# Eyeshadow Challenge



## desert_reality (May 14, 2007)

I'm relatively new to MAC so I am just starting out with my collection of eyeshadows. My problem is I get bored easily but I don't always have money or time to buy new shadows so I try and mix and match.. which sometimes goes wrong. 

I have:
Nocturnelle
swiss chocolate
amber lights
shadow lady
humid 
beauty marked
aquadisiac (which i hate, help me love it!)

(I usually do SC for a normal day, or N with SL)

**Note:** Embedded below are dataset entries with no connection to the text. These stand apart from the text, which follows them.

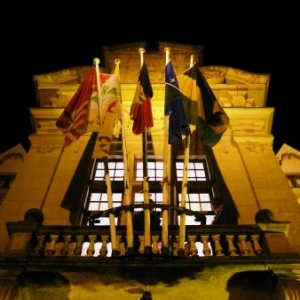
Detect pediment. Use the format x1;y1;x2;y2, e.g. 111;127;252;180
31;41;273;148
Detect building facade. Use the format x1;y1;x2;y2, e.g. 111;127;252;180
1;42;300;300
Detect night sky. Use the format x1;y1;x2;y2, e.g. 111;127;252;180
3;1;300;153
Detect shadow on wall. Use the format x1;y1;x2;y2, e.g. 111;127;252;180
227;270;278;300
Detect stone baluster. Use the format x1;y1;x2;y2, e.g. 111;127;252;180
212;235;224;256
114;236;121;256
226;235;238;256
46;235;59;255
188;235;198;256
138;235;145;254
111;235;120;257
86;235;97;256
169;236;175;255
201;235;211;256
34;235;45;256
251;234;262;255
60;235;71;255
74;235;85;255
152;235;160;254
118;237;126;256
99;235;109;256
238;235;250;256
172;236;179;256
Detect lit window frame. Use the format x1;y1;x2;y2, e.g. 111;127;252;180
86;154;216;225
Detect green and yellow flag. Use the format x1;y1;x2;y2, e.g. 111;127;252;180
177;63;230;147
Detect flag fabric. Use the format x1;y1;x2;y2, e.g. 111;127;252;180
92;72;121;158
165;60;190;144
130;62;153;135
111;62;122;138
177;62;230;147
56;64;121;153
56;67;100;146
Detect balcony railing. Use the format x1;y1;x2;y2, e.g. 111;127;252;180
2;221;299;270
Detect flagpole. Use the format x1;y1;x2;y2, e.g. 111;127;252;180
93;58;103;124
114;59;135;256
138;47;152;255
93;57;119;256
178;55;194;255
161;47;171;255
103;157;119;256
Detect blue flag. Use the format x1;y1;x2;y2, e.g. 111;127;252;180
164;60;190;144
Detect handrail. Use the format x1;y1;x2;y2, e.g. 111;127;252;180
4;220;300;269
88;203;208;221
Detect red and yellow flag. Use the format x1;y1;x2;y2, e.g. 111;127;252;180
56;67;100;146
130;62;153;135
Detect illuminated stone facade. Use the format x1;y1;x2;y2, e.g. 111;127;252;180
1;42;300;300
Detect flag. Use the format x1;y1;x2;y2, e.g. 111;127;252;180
92;72;121;158
106;61;122;139
177;62;230;147
56;67;100;146
56;64;121;152
130;62;153;135
164;60;190;144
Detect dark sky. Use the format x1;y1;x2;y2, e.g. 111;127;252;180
2;1;300;153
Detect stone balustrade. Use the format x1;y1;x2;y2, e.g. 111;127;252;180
4;221;295;267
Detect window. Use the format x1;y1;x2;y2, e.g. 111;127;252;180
135;160;164;181
87;157;124;225
85;155;216;225
178;193;215;225
64;132;237;226
134;192;163;212
93;161;124;181
176;161;207;181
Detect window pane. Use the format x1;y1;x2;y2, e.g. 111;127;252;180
101;202;109;211
200;193;210;201
176;162;184;169
196;170;205;178
95;170;105;178
190;202;201;211
136;162;143;169
148;162;155;169
90;193;101;201
108;162;116;168
178;193;212;213
96;162;104;168
156;170;163;180
156;162;164;170
202;203;212;210
136;170;143;180
88;202;100;210
115;169;123;177
148;169;155;179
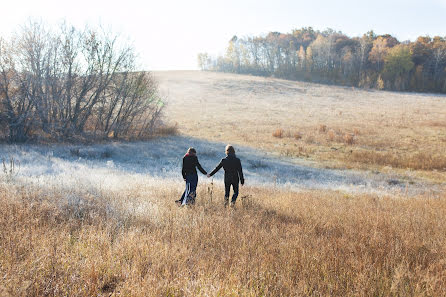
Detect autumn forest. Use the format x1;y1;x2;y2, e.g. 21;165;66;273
198;28;446;93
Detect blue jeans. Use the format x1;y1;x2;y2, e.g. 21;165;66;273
180;174;198;205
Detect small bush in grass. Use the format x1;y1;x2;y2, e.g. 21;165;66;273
294;132;302;140
318;124;327;133
344;133;354;145
156;123;179;136
305;135;315;144
353;128;360;136
327;130;336;141
272;129;284;138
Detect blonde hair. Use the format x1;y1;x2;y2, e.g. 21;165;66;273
225;145;235;155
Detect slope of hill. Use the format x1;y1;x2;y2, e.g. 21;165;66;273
1;71;445;296
156;70;446;182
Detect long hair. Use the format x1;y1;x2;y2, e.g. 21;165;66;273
225;145;235;155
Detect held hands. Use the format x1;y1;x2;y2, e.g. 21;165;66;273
206;174;211;178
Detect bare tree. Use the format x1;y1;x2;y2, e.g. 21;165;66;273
0;21;163;142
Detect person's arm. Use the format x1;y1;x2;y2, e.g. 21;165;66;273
181;157;186;180
209;160;223;177
195;157;207;175
238;159;245;185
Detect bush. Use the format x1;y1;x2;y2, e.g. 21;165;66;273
344;133;355;145
272;128;284;138
0;21;164;142
318;124;327;133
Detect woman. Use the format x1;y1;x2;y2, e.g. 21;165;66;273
177;147;207;206
207;145;244;207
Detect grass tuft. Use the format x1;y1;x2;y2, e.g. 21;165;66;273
272;128;284;138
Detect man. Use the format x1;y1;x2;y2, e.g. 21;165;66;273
208;145;244;207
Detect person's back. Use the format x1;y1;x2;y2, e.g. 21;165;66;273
220;154;243;183
177;147;207;206
182;154;205;178
208;145;244;206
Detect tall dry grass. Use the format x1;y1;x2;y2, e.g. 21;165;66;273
1;180;446;296
347;150;446;171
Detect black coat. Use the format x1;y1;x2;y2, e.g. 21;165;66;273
182;154;207;179
209;154;244;184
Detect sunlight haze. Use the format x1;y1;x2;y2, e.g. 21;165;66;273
1;0;445;70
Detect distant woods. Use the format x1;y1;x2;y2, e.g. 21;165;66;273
198;28;446;93
0;22;164;142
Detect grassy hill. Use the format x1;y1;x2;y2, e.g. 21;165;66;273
0;71;445;296
158;70;446;182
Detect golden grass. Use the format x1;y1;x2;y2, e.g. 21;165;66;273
347;150;446;171
2;181;446;296
156;71;446;180
272;129;284;138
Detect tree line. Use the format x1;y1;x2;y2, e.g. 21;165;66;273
198;28;446;93
0;22;164;142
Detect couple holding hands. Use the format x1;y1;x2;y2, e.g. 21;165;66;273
176;145;244;207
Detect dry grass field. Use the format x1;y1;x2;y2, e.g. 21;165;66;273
157;71;446;182
1;70;446;296
1;179;446;296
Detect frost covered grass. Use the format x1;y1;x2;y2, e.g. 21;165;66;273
0;136;439;198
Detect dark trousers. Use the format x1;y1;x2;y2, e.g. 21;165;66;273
224;180;239;204
180;174;198;205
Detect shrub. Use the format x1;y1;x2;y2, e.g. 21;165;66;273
305;135;315;144
272;129;284;138
318;124;327;133
344;133;354;145
156;123;179;136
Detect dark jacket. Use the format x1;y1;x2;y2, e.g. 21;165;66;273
182;154;207;179
209;153;244;184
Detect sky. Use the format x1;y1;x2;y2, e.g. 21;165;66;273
1;0;446;70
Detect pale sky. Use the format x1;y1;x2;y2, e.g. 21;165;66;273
1;0;446;70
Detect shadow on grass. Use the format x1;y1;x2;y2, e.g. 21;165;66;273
0;135;439;196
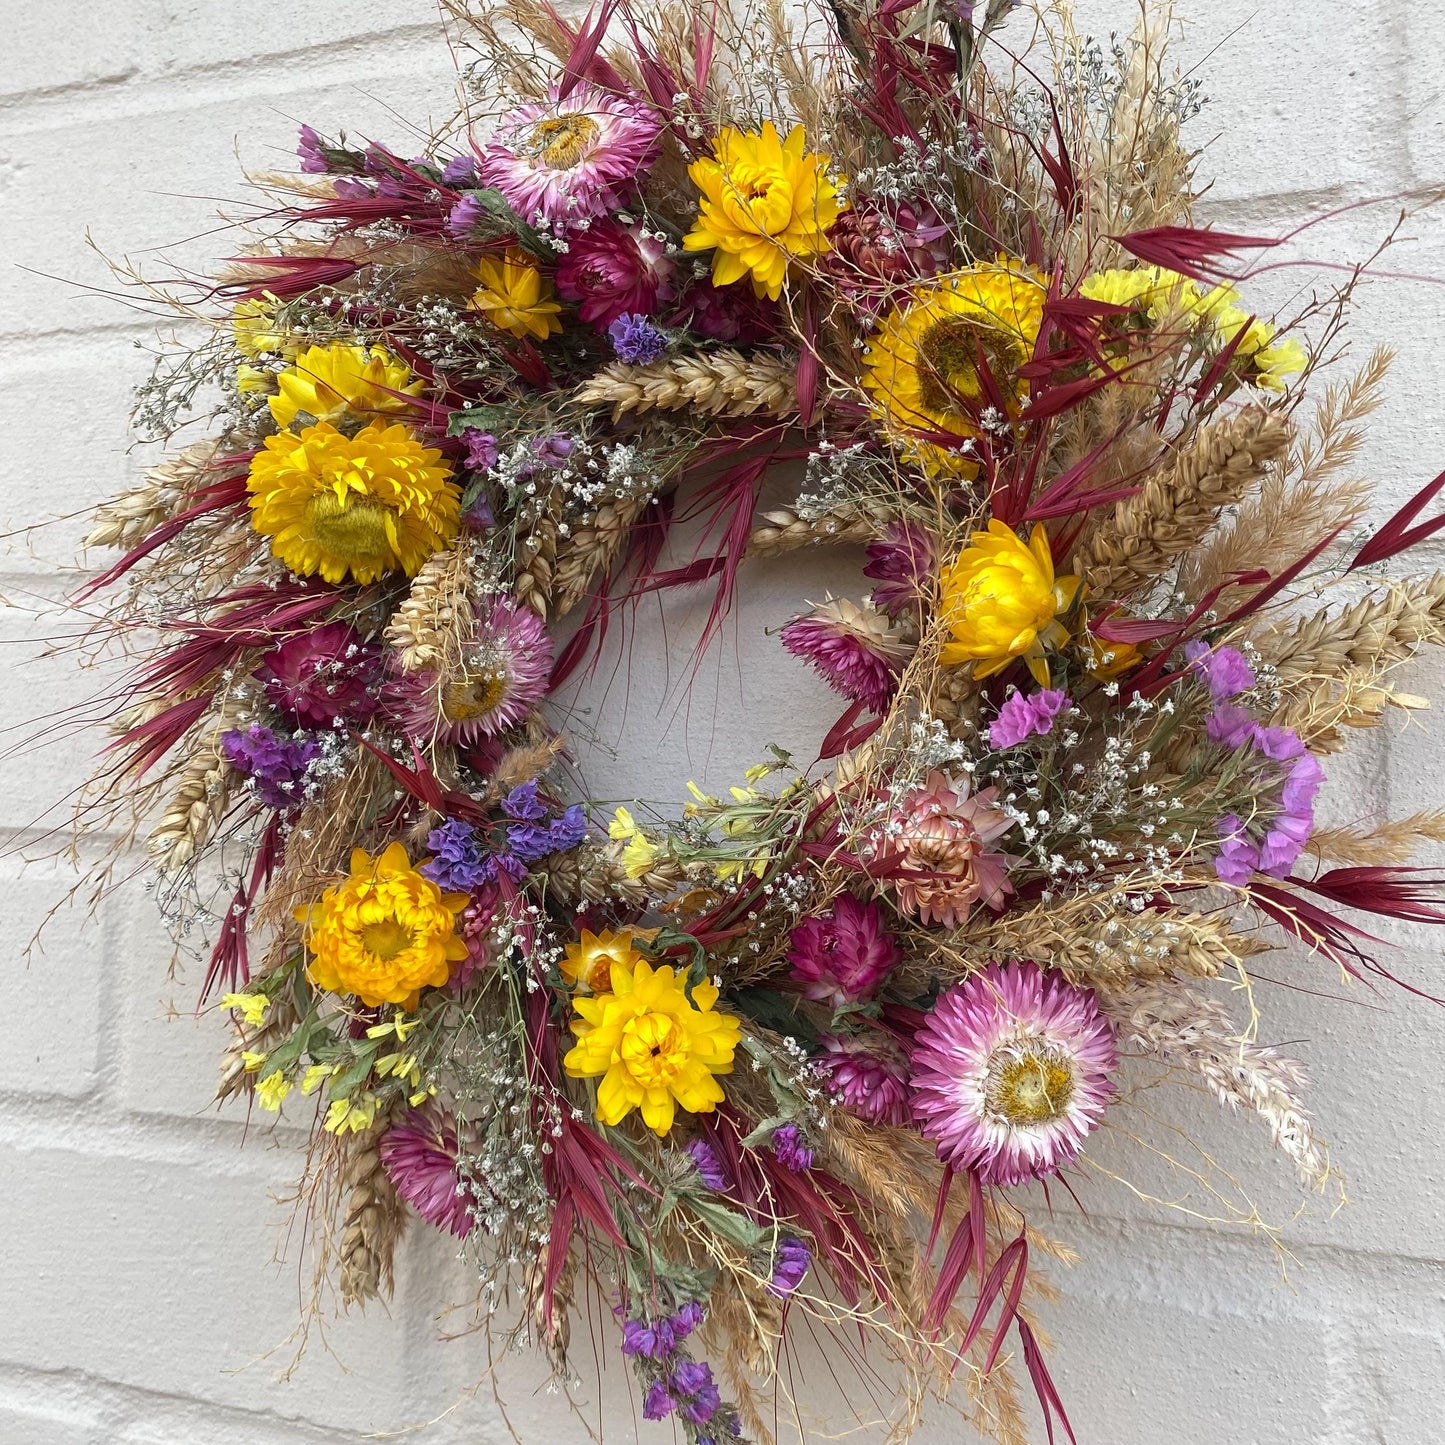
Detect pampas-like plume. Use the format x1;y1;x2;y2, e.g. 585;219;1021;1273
1081;406;1291;595
384;546;475;673
574;350;797;421
338;1122;409;1305
1103;979;1331;1188
145;697;243;874
85;439;222;550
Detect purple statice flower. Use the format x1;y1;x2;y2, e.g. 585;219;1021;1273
643;1381;675;1421
446;193;485;237
419;819;493;892
441;154;477;185
622;1318;675;1360
546;804;587;853
1206;703;1258;751
333;177;373;200
864;521;936;617
461;428;499;472
608;312;668;364
771;1124;814;1172
1258;751;1325;874
1185;640;1256;702
533;433;576;469
502;780;546;820
685;1137;729;1191
297;124;328;173
988;688;1071;750
671;1301;705;1339
787;893;900;1008
221;725;320;810
767;1237;811;1299
671;1360;722;1425
1214;815;1260;886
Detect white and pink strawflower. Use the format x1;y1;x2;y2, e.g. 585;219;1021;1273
378;1108;475;1236
383;597;552;744
781;596;915;714
479;84;661;225
875;770;1014;927
910;962;1116;1186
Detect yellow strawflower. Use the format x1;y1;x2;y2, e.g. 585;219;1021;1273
564;958;741;1135
683;122;845;300
562;927;644;992
296;842;469;1009
268;342;424;429
469;249;563;340
232;295;297;360
862;259;1047;473
247;420;459;584
939;520;1080;687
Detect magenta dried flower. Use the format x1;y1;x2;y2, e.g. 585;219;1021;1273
378;1109;474;1237
781;597;914;714
256;622;380;729
816;1032;911;1124
864;521;936;616
787;893;900;1008
910;961;1116;1186
556;219;676;327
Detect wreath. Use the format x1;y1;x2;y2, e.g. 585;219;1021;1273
70;0;1445;1438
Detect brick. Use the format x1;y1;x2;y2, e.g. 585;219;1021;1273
0;860;104;1098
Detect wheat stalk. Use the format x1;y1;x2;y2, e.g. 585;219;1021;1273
1081;406;1291;595
1259;574;1445;688
551;491;653;617
338;1122;408;1306
744;499;896;558
1103;979;1330;1188
85;439;222;550
384;546;476;673
145;696;243;874
573;349;797;421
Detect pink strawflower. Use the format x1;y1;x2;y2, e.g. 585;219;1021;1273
876;771;1014;928
383;598;551;744
817;1032;911;1124
864;521;936;617
827;198;950;300
478;84;660;225
910;962;1116;1186
988;688;1071;749
787;893;900;1007
555;218;676;327
671;278;780;342
256;622;380;728
781;597;915;714
379;1109;474;1236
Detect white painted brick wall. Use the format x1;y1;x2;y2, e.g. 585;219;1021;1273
3;2;1444;1440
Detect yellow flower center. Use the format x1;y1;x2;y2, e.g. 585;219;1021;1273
722;161;795;235
985;1043;1076;1126
359;918;417;962
619;1012;688;1089
526;114;600;169
440;671;507;722
306;492;396;571
915;315;1018;414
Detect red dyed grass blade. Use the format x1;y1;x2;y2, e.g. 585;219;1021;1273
1114;224;1283;283
1348;465;1445;571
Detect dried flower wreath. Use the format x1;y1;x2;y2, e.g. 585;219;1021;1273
67;0;1445;1438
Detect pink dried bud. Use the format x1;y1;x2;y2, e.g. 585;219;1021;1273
781;597;915;714
787;893;901;1007
817;1032;911;1124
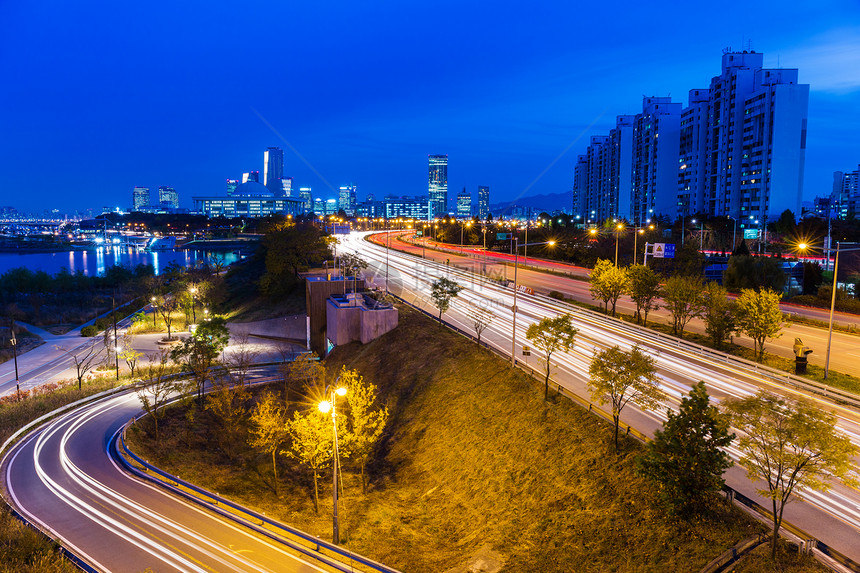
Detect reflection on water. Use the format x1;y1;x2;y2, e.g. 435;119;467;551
0;247;240;277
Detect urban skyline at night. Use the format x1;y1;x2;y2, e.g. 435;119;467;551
1;1;858;214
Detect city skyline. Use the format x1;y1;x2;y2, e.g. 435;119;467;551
1;1;858;213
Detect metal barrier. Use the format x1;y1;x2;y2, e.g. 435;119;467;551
113;383;402;573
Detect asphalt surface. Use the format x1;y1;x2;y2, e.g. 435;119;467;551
3;369;337;573
375;232;860;378
344;231;860;564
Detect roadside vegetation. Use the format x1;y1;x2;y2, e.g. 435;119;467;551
126;305;829;572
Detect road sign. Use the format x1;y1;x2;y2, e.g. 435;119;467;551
496;233;510;240
522;345;531;356
664;243;675;259
653;243;665;258
416;231;423;236
743;229;760;240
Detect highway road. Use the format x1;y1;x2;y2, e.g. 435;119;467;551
2;369;368;573
370;232;860;378
342;231;860;564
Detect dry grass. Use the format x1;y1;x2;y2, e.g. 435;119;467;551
122;305;835;573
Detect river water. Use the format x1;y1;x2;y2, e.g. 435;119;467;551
0;247;240;277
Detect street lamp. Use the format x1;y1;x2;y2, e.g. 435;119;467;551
726;215;738;252
460;221;472;253
825;243;860;379
511;238;556;368
614;223;625;267
150;296;158;329
189;286;198;323
691;218;704;251
318;384;348;544
9;320;19;400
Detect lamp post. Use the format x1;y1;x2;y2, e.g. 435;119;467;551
9;320;19;400
385;219;390;295
825;243;860;379
112;295;119;380
614;223;624;267
460;221;472;253
796;242;809;296
510;239;555;368
189;286;198;323
318;384;348;544
726;216;738;252
150;296;158;329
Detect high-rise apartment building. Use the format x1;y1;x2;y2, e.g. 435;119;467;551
338;185;357;215
263;147;284;195
132;186;150;211
631;97;681;224
428;154;448;217
226;179;239;197
478;186;490;219
456;187;471;218
158;186;179;209
572;50;808;224
831;166;860;220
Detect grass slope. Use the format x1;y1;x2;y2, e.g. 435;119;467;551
126;305;836;572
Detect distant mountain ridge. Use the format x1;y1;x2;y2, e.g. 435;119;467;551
490;191;570;215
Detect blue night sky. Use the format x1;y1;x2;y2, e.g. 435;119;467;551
1;0;859;214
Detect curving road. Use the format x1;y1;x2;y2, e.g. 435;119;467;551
2;370;349;573
343;231;860;563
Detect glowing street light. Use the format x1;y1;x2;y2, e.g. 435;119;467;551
614;223;625;267
318;384;348;544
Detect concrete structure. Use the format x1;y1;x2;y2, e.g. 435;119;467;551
299;187;313;213
280;177;293;198
456;187;471;218
831;166;860;219
263;147;284;195
132;186;150;211
242;171;259;183
325;293;398;351
478;185;490;219
678;89;711;218
428;154;448;217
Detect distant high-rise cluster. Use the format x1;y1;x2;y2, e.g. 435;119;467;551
572;51;809;226
338;185;357;216
428;154;448;217
456;187;471;218
826;165;860;220
131;185;179;213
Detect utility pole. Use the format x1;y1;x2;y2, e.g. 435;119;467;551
9;319;19;400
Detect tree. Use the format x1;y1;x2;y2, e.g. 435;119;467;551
57;341;102;390
205;374;250;459
589;259;628;316
153;294;180;340
526;314;578;401
662;275;705;338
136;350;174;442
249;390;290;492
735;288;784;361
260;223;331;297
119;333;143;379
725;391;857;558
638;382;734;516
626;264;661;325
339;367;389;493
170;316;230;403
587;345;663;451
702;282;737;350
225;333;259;386
283;408;333;514
466;304;494;346
723;255;786;292
339;253;368;294
281;352;325;402
430;277;463;321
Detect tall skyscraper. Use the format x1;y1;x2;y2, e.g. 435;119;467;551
831;166;859;220
158;186;179;209
338;185;357;215
132;186;150;211
242;171;259;183
299;187;313;213
456;187;471;218
226;179;239;197
677;89;710;219
428;154;448;217
264;147;284;195
478;186;490;219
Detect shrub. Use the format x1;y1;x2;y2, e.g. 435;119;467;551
80;325;99;337
549;290;566;301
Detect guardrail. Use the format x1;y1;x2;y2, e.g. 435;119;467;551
114;379;402;573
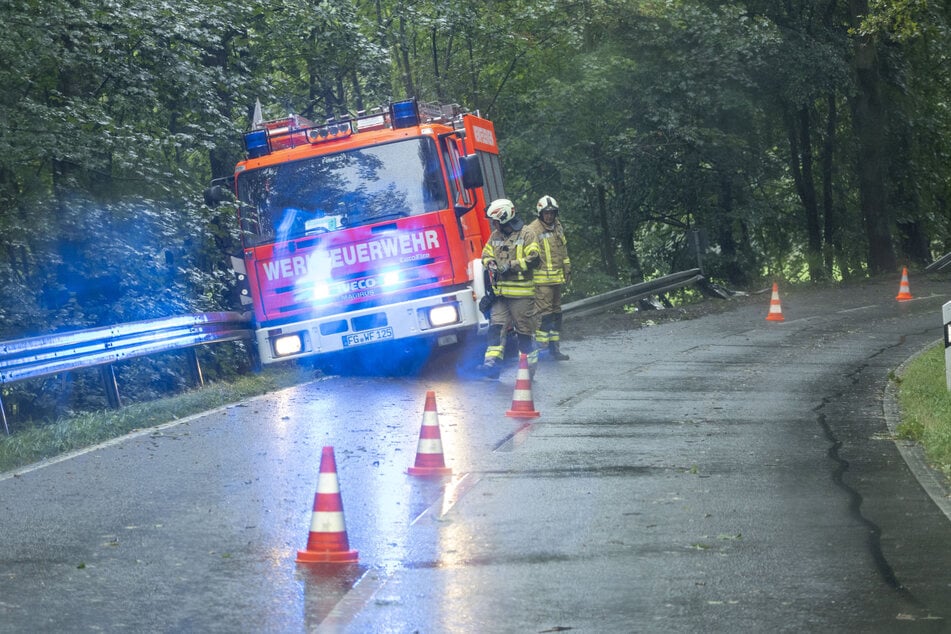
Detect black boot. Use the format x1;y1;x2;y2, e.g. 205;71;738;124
549;341;569;361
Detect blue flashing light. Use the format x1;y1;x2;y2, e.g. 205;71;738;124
390;99;419;129
244;129;270;158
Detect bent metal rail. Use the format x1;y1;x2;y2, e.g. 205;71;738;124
561;268;705;319
0;269;707;434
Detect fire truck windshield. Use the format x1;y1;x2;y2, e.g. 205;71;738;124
236;138;449;246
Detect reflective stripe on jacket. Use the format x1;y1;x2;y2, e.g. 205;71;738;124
527;218;570;285
482;226;540;298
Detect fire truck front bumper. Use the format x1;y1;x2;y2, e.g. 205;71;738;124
256;289;483;364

do you guys have any suggeestions of what i can do with just these. AND what else should I pick up to enhance my collection.
PS- i am a NW50

THANKS!!


----------



## erica_1020 (May 15, 2007)

I love Amberlights with Bronze by MAC.  Maybe get a lighter purple or plum to go with Nocturnelle.  I have Mancatcher but it was LE


----------



## rosquared (May 15, 2007)

if aquadisiac is too bright, i suggest smoking it out with some moth brown or print!


----------



## Twinkle_Twinkle (May 15, 2007)

Ok, this may be a little loud, but, you could do Amber Lights across the entire lid and up into the highlight, put Shadowy Lady in your crease and Humid straight across the lid.  That could be a little funky.  Might have to try that one out myself actually.


----------



## Twinkle_Twinkle (May 15, 2007)

Oh, and I love Aquadisiac.  You can pair it with Humid, but honestly you are going to have to get something more in the blue-green and aqua families to make it work.  If only you had Shimmermoss or Steamy!  Either one of those would be great with Aquadisiac and Amber Lights (Amber Lights goes with everything, doesn't it?).  Or, if you are going out, you could play around with Beauty Marked, Shadowy Lady and Aquadisiac, that sounds challanging though...


----------